A Primeira Turma iniciou julgamento de agravo regimental interposto contra decisão que extinguiu, por ilegitimidade ativa, execução individual de sentença concessiva de mandado de segurança coletivo impetrado por sindicato. O processo foi remetido ao Supremo Tribunal Federal por força do art. 102, I, n, da Constituição Federal (CF/1988) (1).
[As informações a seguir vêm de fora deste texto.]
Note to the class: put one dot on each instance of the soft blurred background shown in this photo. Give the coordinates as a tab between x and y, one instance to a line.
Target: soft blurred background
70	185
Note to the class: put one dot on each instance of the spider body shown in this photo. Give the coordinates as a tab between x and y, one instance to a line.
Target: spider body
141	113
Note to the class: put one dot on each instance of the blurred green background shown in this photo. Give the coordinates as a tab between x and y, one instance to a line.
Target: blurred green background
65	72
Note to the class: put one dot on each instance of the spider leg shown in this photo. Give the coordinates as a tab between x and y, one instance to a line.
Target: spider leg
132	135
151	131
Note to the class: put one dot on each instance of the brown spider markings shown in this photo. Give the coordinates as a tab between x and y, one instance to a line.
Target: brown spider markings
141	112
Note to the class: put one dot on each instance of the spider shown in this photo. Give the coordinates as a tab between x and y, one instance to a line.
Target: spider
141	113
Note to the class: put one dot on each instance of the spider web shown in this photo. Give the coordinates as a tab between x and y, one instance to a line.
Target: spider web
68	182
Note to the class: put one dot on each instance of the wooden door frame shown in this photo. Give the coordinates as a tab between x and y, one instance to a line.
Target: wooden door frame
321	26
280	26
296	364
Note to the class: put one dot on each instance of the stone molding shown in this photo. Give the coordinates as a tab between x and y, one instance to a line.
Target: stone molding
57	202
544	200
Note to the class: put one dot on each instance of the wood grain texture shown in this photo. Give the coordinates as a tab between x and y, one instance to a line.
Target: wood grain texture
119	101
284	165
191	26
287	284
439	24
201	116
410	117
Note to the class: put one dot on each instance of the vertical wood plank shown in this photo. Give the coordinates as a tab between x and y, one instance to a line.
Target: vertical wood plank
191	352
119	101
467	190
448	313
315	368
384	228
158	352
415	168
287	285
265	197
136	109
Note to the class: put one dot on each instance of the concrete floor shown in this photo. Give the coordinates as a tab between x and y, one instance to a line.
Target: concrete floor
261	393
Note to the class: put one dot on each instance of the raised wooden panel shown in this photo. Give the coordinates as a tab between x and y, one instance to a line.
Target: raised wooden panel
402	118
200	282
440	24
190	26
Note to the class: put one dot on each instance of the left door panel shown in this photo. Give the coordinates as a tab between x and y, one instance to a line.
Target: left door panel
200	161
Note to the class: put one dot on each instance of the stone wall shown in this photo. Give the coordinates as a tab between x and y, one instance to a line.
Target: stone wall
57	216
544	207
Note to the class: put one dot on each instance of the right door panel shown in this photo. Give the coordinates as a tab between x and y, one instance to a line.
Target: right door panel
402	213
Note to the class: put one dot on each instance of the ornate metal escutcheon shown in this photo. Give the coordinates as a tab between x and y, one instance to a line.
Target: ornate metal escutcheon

Na espécie, iniciada a liquidação coletiva requerida pelo sindicato, o tribunal de justiça a quo determinou que a execução se limitasse aos servidores filiados até a data da impetração do writ. A recorrente alega ser parte legítima para propor a ação de execução individual do título coletivo, independentemente de comprovação da sua filiação ou autorização expressa para ser representada no processo de conhecimento, haja vista que a decisão exequenda não limitou o direito apenas àqueles servidores.

O ministro Alexandre de Moraes (relator) reafirmou os fundamentos da decisão agravada e negou provimento ao recurso.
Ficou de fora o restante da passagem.